The most impressive quality about Robert Charles Wilson is his ability to create very real characters for us to follow as they contend with extraordinary events around them. Here we have a couple who separated yet now come together again after seven years. The trigger for this reunion is that she’s been looking after her nephew and niece after their parents were murdered by the aliens. Now these children have been targeted for assassination. The problem, of course, is that these children have done what they were trained to do when threatened. They have gone on the run. Aiding them is the son of the paranoid leader of the human resistance movement. He’s been co-ordinating the research into the alien entity and trying to find a way to fight back. As befits a paranoid, he’s made it very difficult for anyone to find him. But, perhaps his son and the desperate couple can track him down. If everyone was to turn up at the same place and at the same time, the couple might recover the children. But equally, the alien forces might have everyone together for extermination purposes. When anyone is in this situation, the only emotion to cling to is hope. There’s just one other thought to bear in mind when reading this book. “Great fleas have little fleas upon their backs to bite ‘em, And little fleas have lesser fleas, and so ad infinitum.”

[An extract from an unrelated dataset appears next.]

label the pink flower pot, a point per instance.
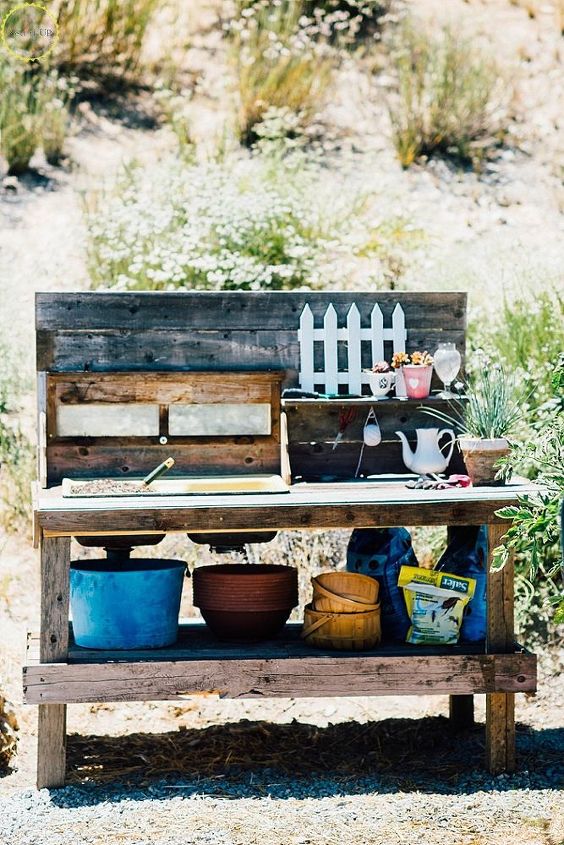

This leaves me forced into the use of a tired old cliché. Albeit inadvertently, I’ve saved the best till last. Yes, Burning Paradise is the best science fiction book I’ve read this year. It’s not afraid to deal with difficult questions of what life is, how we should react if we realise as a species that we’re in a relationship with other organisms, and, if we decide to do anything about it, what price we would be prepared to pay. It’s completely absorbing and both intellectually and emotionally satisfying as the individual and collective decisions are made. In the end, everyone has a say in the outcome and, whether it’s the product of intelligence or merely instinctual, everyone acts with commendable rationality and without sentimentality getting in the way. That’s why the outcome is a tragedy, even when translated up to the cosmic level. In a sense, none of the interested parties can be anything other than true to themselves. That’s why they do the things they do. In this, there’s one remarkable irony. For reasons you will understand if you read this book, the aliens consider themselves expendable. Yet, for as long as humanity persists, it’s stuck with the consequences of what it decides to do. Burning Paradise is strongly recommended.